Transisi energi dapat didefinisikan sebagai perubahan komposisi atau struktur pasokan energi, di mana terjadi proses pergeseran dari pola penyediaan energi berbasis energi fosil ke energi terbarukan secara bertahap. Hal ini mengacu pada arah perubahan sektor energi global dari sistem produksi dan konsumsi energi berjejak karbon tinggi seperti batu bara, minyak bumi, gas alam beralih ke sumber energi berjejak karbon rendah seperti matahari, angin, panas bumi.
Transisi energi juga menjadi salah satu topik utama dalam Presidensi G20 Indonesia. Oleh karena itu Science20 bekerjasama dengan Energy Transition Working Group, melalui Akademi Ilmu Pengetahuan Indonesia (AIPI), Universitas Indonesia (UI), Badan Riset dan Inovasi Nasional (BRIN), dan Asian Development Bank (ADB), Kementerian Energi dan Sumber Daya Mineral (ESDM), berupaya untuk memastikan ekosistem transisi energi yang optimal serta mensukseskan inisiatif konkret G20 2022, melalui penyelenggaraan rangkaian Webinar Nasional pada Kamis (17/02). Mengangkat tema Webinar Nasional: “Transisi Energi: Menuju Pembangunan Berkelanjutan”.

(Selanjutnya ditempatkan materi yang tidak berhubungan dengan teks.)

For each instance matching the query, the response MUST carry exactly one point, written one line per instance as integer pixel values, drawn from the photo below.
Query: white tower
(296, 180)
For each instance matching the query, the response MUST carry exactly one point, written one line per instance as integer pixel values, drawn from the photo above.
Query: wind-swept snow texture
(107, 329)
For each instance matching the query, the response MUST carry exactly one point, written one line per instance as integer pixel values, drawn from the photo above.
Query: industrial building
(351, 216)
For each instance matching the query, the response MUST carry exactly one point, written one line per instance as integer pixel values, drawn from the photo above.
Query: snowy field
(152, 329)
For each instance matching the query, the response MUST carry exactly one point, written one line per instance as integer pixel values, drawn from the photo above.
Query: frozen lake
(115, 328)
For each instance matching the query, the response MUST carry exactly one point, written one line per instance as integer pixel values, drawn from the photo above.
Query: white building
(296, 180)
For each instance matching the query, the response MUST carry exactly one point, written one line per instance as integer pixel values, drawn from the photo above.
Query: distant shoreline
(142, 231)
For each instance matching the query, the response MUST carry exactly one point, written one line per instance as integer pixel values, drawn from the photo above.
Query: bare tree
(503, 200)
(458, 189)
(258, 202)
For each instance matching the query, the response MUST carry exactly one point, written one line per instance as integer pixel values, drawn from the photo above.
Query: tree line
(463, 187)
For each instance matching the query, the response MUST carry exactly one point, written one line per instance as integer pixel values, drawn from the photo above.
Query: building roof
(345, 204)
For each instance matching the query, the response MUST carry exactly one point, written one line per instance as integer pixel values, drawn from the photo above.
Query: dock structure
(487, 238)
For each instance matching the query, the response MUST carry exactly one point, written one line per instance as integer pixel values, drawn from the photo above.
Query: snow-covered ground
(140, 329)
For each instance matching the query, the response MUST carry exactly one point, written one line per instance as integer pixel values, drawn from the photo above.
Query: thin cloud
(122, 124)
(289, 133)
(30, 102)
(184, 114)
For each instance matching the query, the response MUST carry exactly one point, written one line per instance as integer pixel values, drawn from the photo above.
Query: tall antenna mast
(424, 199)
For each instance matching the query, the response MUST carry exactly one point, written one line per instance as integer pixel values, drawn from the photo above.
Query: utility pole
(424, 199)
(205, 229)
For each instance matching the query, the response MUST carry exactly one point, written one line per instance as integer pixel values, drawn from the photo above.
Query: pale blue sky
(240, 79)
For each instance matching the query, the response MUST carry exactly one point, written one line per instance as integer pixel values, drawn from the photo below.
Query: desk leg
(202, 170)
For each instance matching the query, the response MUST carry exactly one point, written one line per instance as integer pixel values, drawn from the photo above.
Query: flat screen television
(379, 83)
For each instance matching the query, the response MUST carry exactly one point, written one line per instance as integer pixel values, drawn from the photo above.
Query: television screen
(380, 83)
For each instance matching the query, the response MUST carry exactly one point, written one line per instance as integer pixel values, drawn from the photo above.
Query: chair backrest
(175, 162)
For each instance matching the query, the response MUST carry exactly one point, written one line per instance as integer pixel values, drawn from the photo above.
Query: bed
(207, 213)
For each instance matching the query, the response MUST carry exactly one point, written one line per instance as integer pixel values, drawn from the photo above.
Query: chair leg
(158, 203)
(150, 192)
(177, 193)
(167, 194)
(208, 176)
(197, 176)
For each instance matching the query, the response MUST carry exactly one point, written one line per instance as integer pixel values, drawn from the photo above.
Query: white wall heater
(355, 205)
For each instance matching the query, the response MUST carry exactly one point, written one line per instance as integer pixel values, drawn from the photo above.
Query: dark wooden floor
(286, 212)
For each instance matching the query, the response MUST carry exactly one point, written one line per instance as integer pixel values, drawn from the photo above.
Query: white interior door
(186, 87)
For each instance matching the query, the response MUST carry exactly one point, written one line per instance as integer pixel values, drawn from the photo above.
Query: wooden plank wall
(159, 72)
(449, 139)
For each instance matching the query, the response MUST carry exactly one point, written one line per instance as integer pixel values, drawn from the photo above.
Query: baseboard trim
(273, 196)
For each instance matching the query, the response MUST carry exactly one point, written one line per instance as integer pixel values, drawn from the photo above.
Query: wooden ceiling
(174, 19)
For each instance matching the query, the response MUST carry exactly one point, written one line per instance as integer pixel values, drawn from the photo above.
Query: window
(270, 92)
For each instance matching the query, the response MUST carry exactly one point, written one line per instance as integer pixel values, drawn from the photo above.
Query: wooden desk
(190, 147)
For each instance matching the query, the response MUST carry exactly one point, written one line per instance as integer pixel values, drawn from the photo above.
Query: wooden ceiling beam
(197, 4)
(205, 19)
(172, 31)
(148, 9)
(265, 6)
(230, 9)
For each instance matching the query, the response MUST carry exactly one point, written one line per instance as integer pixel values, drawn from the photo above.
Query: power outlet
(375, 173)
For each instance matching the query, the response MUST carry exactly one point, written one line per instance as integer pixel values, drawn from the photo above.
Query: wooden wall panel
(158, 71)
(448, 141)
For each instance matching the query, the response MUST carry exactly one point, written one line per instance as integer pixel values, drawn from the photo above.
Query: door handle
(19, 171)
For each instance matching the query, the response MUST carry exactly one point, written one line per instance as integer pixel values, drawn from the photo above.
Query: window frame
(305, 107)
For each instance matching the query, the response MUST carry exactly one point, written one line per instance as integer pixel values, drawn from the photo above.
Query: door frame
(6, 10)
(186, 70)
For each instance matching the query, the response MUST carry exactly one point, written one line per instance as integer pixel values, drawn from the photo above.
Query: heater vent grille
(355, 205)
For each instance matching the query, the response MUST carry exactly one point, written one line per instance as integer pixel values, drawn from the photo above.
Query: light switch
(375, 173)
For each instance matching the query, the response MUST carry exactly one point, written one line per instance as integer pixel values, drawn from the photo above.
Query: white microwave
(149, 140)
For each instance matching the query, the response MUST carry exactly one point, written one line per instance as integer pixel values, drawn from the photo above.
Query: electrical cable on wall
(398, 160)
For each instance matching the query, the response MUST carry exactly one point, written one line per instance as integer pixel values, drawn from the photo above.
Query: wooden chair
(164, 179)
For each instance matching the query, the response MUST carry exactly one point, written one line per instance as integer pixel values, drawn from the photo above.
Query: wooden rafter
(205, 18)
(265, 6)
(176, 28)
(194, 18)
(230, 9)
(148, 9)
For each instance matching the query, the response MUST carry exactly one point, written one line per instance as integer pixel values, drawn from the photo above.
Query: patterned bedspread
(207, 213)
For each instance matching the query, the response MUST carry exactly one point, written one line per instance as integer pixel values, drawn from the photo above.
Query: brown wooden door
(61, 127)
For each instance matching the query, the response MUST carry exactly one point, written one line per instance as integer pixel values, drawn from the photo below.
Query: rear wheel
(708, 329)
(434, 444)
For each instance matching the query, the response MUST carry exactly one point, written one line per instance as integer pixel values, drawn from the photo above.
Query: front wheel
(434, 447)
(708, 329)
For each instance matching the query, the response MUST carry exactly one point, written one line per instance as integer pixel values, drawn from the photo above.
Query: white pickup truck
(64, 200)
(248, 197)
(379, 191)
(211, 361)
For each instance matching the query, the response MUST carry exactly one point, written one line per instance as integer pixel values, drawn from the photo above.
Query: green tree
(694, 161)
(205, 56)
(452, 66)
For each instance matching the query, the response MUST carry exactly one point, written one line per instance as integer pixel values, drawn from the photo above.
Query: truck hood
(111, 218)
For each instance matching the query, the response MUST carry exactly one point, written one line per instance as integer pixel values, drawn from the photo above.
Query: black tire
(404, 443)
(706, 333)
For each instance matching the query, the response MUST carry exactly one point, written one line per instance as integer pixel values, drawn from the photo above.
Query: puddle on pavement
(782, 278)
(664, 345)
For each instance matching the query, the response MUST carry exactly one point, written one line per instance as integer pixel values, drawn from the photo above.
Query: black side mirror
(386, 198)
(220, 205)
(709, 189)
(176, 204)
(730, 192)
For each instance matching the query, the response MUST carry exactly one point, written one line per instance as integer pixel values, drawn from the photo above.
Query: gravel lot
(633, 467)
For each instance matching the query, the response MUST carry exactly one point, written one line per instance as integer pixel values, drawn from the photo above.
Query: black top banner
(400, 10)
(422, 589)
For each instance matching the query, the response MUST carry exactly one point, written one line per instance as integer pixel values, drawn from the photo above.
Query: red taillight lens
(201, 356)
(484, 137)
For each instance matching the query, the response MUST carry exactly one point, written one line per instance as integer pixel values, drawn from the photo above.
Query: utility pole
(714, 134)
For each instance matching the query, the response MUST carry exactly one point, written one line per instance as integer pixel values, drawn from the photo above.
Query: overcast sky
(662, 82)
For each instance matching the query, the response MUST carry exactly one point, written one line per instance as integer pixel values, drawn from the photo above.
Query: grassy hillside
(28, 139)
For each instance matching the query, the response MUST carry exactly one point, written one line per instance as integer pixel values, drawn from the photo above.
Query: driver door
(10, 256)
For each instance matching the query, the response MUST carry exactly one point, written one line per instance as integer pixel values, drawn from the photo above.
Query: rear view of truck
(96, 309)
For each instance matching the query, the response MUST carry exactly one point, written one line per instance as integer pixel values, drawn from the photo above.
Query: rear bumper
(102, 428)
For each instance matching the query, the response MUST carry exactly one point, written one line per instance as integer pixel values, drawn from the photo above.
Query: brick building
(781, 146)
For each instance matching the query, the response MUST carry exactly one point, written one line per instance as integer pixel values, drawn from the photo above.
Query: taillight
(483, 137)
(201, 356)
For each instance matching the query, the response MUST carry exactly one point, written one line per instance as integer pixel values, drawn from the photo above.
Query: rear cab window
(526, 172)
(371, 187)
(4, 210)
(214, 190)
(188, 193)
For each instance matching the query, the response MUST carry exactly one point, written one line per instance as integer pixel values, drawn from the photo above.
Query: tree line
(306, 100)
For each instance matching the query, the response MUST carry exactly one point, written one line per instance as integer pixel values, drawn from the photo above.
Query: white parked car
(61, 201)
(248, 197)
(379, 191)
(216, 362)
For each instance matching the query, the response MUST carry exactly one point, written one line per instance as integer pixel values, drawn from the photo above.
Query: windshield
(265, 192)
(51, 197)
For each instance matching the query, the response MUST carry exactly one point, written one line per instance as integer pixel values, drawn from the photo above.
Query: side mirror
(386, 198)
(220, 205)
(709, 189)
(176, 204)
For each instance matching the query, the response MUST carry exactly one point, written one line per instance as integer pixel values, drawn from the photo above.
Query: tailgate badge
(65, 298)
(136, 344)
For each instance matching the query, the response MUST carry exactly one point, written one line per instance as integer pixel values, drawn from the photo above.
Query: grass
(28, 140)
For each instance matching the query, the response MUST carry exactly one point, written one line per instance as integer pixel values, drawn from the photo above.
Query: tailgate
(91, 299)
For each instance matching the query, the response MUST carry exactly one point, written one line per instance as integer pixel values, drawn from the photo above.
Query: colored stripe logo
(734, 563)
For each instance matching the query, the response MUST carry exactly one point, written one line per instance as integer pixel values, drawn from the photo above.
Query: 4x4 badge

Transisi energi adalah jalur menuju transformasi sektor energi global dari berbasis fosil menjadi nol karbon. Transisi energi dapat memberikan baik dampak positif maupun negative pada aspek sosial dan ekonomi. Penting bagi pemerintah untuk mengelola dampak dan menjamin proses transisi yang berkeadilan di Indonesia.
Aspek penting dalam mengelola transisi energi dalam bidang sosial seperti, tata kelola yang baik dalam perencanaan jalur transisi, adanya dialog sosial dan kebijakan Perlindungan sosial dan pengembangan keterampilan dalam menghadapi transisi.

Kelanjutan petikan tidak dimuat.